Having done a run of the test through perf, the results suggest that however lightning fast the RNG might be, it will have little effect on the overall speed of the simulation. Approx 50% of the cpu time was spent in InfectSweep and only 2.71% in ranf in my test. The first few lines of the output from perf are included here in case it is useful:

Overhead Command Shared Object Symbol

........ ......... .................................... ..............................................................................................................

# 49.24% CovidSim CovidSim [.] InfectSweep 5.78% CovidSim CovidSim [.] AssignPeopleToPlaces 5.75% CovidSim CovidSim [.] IncubRecoverySweep 5.05% CovidSim libm-2.30.so [.] __ieee754_pow_fma 4.95% CovidSim CovidSim [.] dist2 3.66% CovidSim CovidSim [.] numKernel 2.71% CovidSim CovidSim [.] ranf_mt 1.76% CovidSim CovidSim [.] DoInfect 1.57% CovidSim CovidSim [.] CalcPersonSusc 1.55% CovidSim CovidSim [.] ignbin_mt 1.43% CovidSim CovidSim [.] CalcSpatialInf 1.22% CovidSim CovidSim [.] CalcPersonInf 1.20% CovidSim CovidSim [.] dist2UTM 1.17% CovidSim CovidSim [.] CalcHouseInf 1.16% CovidSim CovidSim [.] RecordSample 1.09% CovidSim CovidSim [.] CalcPlaceInf

Anything below this line used less than 1% of the cpu time. Oh, and I did also confirm that snorm is basically the same thing as gen_norm(0, 1) having tracked down the paper about that too: https://pdfs.semanticscholar.org/8ee8/979cc90816e6b286535d198ca93794085af5.pdf

While we are on the subject of papers, and noting also comments on SampleWithoutReplacement() above, the comment in the code claims that it is based upon the SG algorithm from this paper: https://dl.acm.org/doi/pdf/10.1145/214392.214402

A quick inspection shows that only the "else" part of the big if statement there appears to be related to the SG algorithm, and even then it doesn't look quite the same. I've not had a chance to check in any detail though, so there may be more to it... thats probably enough work on this topic for this weekend :-)

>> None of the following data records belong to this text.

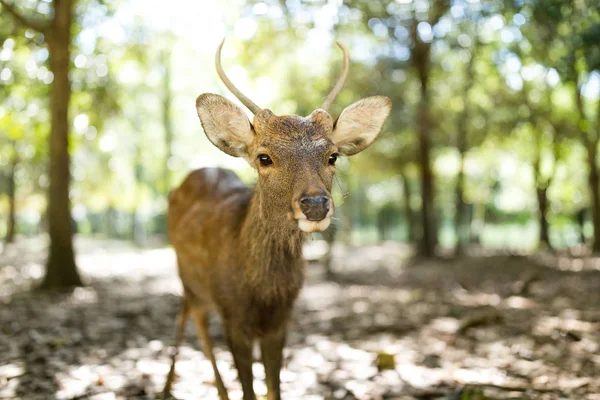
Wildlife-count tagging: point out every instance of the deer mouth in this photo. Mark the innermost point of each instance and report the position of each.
(309, 226)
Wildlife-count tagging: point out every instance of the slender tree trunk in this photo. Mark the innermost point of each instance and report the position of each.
(428, 222)
(167, 122)
(542, 198)
(460, 217)
(11, 191)
(61, 270)
(594, 185)
(408, 213)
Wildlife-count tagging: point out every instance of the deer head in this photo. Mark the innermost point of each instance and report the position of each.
(295, 156)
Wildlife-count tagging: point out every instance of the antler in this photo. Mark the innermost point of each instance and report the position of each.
(340, 83)
(245, 100)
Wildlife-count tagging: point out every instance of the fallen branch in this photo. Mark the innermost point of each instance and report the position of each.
(487, 317)
(524, 388)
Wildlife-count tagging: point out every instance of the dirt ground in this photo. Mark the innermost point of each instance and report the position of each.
(388, 327)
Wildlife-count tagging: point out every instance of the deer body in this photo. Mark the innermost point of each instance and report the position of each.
(239, 249)
(248, 270)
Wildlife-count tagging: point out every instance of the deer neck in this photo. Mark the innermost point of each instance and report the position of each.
(271, 245)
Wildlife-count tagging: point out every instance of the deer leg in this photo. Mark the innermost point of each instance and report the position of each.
(272, 353)
(201, 319)
(241, 349)
(182, 316)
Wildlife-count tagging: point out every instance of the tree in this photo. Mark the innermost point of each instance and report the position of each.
(61, 270)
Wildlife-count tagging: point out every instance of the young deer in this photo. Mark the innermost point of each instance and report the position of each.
(239, 250)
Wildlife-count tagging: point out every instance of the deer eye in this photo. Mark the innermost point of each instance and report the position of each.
(333, 158)
(264, 160)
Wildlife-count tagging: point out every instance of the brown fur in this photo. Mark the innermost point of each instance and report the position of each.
(239, 250)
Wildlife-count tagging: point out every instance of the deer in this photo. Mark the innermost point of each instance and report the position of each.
(239, 249)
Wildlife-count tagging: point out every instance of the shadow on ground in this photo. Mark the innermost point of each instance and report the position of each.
(385, 328)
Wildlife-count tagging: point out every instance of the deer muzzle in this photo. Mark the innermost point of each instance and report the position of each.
(315, 213)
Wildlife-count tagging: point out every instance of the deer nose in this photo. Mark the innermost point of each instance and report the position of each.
(315, 208)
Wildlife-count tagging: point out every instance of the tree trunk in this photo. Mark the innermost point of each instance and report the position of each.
(11, 222)
(429, 230)
(408, 213)
(594, 193)
(167, 123)
(460, 216)
(61, 270)
(542, 198)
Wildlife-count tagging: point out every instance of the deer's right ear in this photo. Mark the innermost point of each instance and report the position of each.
(225, 124)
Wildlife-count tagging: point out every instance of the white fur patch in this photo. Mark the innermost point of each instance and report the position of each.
(313, 226)
(360, 123)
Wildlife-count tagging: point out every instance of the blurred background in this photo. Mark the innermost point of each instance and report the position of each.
(491, 151)
(493, 137)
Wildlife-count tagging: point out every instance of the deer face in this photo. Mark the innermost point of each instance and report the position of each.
(295, 156)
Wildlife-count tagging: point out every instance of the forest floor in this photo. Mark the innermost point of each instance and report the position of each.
(388, 327)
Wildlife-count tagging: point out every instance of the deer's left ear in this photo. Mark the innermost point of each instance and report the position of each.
(360, 123)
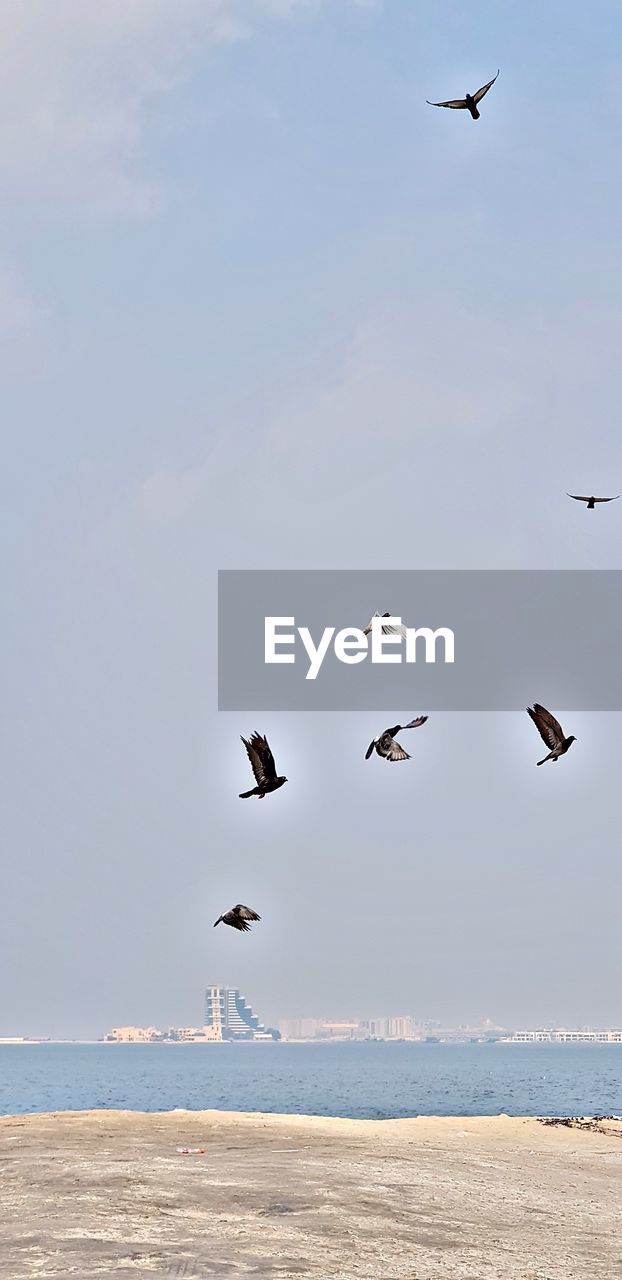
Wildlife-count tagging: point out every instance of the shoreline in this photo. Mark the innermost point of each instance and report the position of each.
(435, 1197)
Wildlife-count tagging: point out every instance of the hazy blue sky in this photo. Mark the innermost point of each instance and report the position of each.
(260, 306)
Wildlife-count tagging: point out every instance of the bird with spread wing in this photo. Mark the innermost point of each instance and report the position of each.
(469, 103)
(385, 744)
(263, 767)
(591, 502)
(550, 732)
(238, 918)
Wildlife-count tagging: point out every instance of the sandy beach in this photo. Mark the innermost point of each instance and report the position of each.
(105, 1193)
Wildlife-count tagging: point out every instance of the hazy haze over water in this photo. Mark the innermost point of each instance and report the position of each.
(257, 306)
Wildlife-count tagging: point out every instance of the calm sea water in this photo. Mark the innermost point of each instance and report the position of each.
(369, 1079)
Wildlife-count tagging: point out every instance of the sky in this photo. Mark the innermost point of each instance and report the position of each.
(263, 307)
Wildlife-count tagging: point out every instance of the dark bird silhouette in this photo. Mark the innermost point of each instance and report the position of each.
(385, 743)
(550, 732)
(238, 918)
(591, 502)
(469, 103)
(388, 630)
(263, 767)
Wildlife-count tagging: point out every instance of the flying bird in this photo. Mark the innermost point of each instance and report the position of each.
(469, 103)
(385, 743)
(388, 629)
(263, 767)
(591, 502)
(238, 918)
(550, 732)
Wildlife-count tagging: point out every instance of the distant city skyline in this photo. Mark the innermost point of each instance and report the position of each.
(263, 307)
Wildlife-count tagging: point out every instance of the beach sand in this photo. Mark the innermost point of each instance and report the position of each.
(104, 1193)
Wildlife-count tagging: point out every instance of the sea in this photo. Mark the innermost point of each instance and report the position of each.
(369, 1079)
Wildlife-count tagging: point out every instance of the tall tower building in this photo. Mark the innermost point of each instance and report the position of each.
(232, 1018)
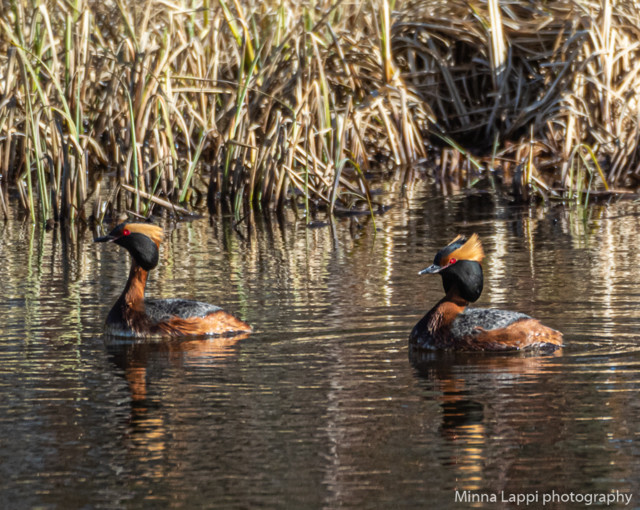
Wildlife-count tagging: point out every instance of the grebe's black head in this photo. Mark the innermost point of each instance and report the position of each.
(459, 265)
(141, 240)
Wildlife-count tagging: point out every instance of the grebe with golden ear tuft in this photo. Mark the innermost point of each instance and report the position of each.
(451, 325)
(133, 315)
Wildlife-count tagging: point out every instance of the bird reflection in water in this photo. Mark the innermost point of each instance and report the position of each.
(473, 391)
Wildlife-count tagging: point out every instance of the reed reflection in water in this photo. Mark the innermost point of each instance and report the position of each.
(321, 407)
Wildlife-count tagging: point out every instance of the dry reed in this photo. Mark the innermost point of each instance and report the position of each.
(135, 105)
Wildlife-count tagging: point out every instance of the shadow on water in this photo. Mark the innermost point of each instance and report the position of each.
(321, 407)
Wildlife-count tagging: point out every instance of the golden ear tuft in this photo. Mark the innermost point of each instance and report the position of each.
(471, 250)
(153, 232)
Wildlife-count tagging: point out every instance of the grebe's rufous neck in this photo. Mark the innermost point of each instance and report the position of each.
(451, 325)
(133, 315)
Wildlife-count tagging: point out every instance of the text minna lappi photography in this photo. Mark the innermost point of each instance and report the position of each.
(529, 498)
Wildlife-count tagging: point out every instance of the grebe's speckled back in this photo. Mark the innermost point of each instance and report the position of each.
(133, 315)
(451, 325)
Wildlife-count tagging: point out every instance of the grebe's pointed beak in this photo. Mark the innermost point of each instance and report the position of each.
(104, 239)
(432, 269)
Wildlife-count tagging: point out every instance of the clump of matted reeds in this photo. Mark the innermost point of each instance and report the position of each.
(134, 105)
(547, 91)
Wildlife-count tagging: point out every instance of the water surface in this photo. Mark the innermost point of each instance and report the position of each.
(322, 407)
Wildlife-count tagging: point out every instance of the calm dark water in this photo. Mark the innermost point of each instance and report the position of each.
(322, 407)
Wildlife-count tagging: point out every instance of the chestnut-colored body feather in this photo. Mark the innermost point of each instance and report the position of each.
(134, 316)
(451, 325)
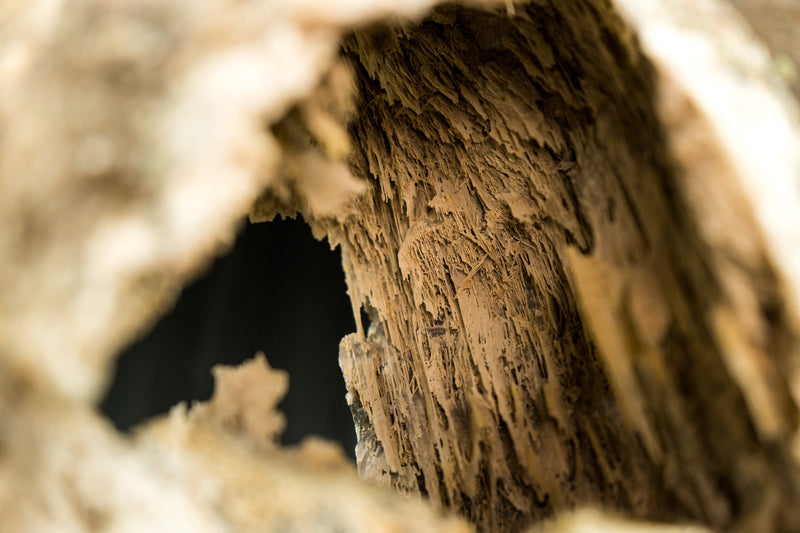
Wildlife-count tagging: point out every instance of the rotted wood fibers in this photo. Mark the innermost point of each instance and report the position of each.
(538, 292)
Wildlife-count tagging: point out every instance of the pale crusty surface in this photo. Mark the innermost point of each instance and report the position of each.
(560, 315)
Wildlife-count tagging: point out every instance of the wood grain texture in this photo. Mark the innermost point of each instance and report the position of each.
(548, 326)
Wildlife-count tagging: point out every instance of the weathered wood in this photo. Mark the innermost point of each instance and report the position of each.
(581, 288)
(554, 321)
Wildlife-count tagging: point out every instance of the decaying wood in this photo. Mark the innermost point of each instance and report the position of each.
(571, 304)
(575, 234)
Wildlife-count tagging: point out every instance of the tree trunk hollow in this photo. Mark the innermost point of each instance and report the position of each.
(549, 329)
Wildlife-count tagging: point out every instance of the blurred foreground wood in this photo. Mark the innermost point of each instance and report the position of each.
(574, 227)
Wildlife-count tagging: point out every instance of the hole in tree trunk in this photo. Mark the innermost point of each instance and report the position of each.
(279, 291)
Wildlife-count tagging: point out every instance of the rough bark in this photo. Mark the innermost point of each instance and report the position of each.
(570, 303)
(577, 243)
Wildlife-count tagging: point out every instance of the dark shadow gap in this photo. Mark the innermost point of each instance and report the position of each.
(279, 291)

weshinsley commented 4 years ago

@weatherhead99 - can you be any more specific on what you've observed? What global pointer do you refer to in SampleWithoutReplacement? The only non-local I can see is SamplingQueue[tn][...] - where tn is thread number, making it safe.

StevenWhitehouse commented 4 years ago

I've turned some of the ideas above into a pull request. It doesn't fix everything, but since this will be my first pull request, I thought it was a good plan to show what I'd got so far and get some feedback before going too far down the line. Hopefully it is useful :-)

weshinsley commented 3 years ago

Issue clean-up - closing comments:-

455 discusses the potential (I think) of making a better interface so it is easy to pick/choose RNG - I suggest any other discussion on RNGs continues there.